Egyptian Temple
© Courtesy of Minister of State for AntiquitiesLions and sphinxes line the processional way to the temple at Madinet Madi.
Egyptian authorities put another archaeological site on the country's tourist map yesterday by opening a visitor center at Madinet Madi in the Fayoum region south of Cairo.

Founded during the reigns of Amenemhat III (about 1859-1813 B.C.) and Amenemhat IV (about 1814-1805 B.C.) of the 12th Dynasty, Madinet Madi contains the ruins of the only Middle Kingdom temple in Egypt.

Approached by a paved processional way lined by lions and sphinxes, the temple was dedicated to the cobra-headed goddess Renenutet, and the crocodile-headed god, Sobek of Scedet, patron god of the region.

Now almost forgotten by tourists, the site was swarming with pilgrims in ancient times.

Indeed, 10 Coptic churches dating from the 5th to 7th centuries and the remains of a Ptolemaic temple dedicated to the crocodile god were unearthed in the past decades by renowned Egyptologist Edda Bresciani of Pisa University, who has been excavating the area since 1978.

Discovered more than 10 years ago, the temple featured a unique barrel-vaulted structure which was used for the incubation of crocodile eggs.
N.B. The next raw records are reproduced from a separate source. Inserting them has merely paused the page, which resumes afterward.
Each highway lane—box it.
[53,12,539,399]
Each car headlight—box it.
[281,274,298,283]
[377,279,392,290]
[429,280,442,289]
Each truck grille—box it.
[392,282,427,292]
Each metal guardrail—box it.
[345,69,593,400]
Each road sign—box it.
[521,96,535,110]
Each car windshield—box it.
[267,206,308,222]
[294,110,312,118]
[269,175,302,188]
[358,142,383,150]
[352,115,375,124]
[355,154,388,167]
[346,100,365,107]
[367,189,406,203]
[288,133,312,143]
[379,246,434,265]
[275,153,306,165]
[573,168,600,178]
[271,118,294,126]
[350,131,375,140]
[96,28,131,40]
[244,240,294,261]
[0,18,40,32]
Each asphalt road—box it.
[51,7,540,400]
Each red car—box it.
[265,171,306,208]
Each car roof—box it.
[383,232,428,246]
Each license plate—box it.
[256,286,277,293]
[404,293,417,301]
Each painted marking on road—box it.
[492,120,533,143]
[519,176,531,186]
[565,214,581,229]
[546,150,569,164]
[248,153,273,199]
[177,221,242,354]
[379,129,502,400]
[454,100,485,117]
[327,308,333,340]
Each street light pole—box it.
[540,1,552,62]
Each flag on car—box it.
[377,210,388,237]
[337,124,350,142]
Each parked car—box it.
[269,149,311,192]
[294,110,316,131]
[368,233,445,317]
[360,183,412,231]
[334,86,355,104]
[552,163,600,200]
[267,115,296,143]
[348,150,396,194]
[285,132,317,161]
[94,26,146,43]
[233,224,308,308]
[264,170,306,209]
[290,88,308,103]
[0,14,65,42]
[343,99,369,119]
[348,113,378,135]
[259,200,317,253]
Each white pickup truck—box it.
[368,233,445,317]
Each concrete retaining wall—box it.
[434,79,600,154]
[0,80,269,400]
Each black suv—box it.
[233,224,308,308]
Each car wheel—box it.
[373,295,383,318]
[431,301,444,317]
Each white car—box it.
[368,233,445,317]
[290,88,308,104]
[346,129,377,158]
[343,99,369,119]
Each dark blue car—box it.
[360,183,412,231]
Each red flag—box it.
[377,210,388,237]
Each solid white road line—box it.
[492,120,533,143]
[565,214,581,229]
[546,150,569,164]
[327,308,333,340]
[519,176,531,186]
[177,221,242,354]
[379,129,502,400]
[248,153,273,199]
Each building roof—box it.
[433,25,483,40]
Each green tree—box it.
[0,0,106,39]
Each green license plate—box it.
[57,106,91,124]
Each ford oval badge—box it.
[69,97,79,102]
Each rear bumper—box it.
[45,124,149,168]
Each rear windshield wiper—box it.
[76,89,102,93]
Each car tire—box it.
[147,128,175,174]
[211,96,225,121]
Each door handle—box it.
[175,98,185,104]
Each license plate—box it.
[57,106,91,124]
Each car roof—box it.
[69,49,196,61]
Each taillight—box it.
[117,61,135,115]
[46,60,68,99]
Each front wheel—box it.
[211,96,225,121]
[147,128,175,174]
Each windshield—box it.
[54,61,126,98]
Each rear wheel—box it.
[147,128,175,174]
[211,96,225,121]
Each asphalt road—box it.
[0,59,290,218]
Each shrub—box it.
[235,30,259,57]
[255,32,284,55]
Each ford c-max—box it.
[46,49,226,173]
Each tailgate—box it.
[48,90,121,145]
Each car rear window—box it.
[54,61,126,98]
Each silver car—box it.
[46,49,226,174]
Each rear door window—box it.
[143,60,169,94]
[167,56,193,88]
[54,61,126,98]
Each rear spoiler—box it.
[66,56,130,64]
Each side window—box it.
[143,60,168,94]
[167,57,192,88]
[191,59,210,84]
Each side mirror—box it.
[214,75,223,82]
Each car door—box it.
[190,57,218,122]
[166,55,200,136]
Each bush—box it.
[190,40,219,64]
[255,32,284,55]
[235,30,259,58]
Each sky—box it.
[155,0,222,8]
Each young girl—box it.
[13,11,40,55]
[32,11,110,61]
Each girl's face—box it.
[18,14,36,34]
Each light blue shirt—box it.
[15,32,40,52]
According to Bresciani, the structure was basically a nursery for sacred crocodiles. Her team found dozens of eggs in different stages of maturation in a hole covered with a layer of sand. In the adjacent room, the archaeologist found a perfectly preserved pool.

Crocodile Eggs
© Courtesy of Minister of State for Antiquities
"As they came out from the eggs, the crocodiles were kept in the pool," Bresciani wrote in the excavation report.

According to Bresciani, the crocodiles were bred only to be killed. As they were embalmed, they were sold to pilgrims to the Sobek temple.

Further evidence for the sacred crocodile business came from a nearby building, which contained another pool and other 60 crocodile eggs.

Almost forgotten in modern times, with its monuments appearing and disappearing with the windblown desert sand, Medinet Madi is now at the center of a development project which aims to preserve the site and make it a more tourist-friendly visitor destination.

The plan, funded by a €3,5-million ($5-million) grant from the Ministry of Foreign Affairs in Italy, has "successfully cleared the archaeological site of intrusive sand and restored its monuments," Zahi Hawass, Minister of State for Antiquities Affairs, said in a statement.

"Comprehensive archaeological survey and mapping of the site have also been undertaken, as has the building of a visitor center and eco-lodge as well," Hawass said.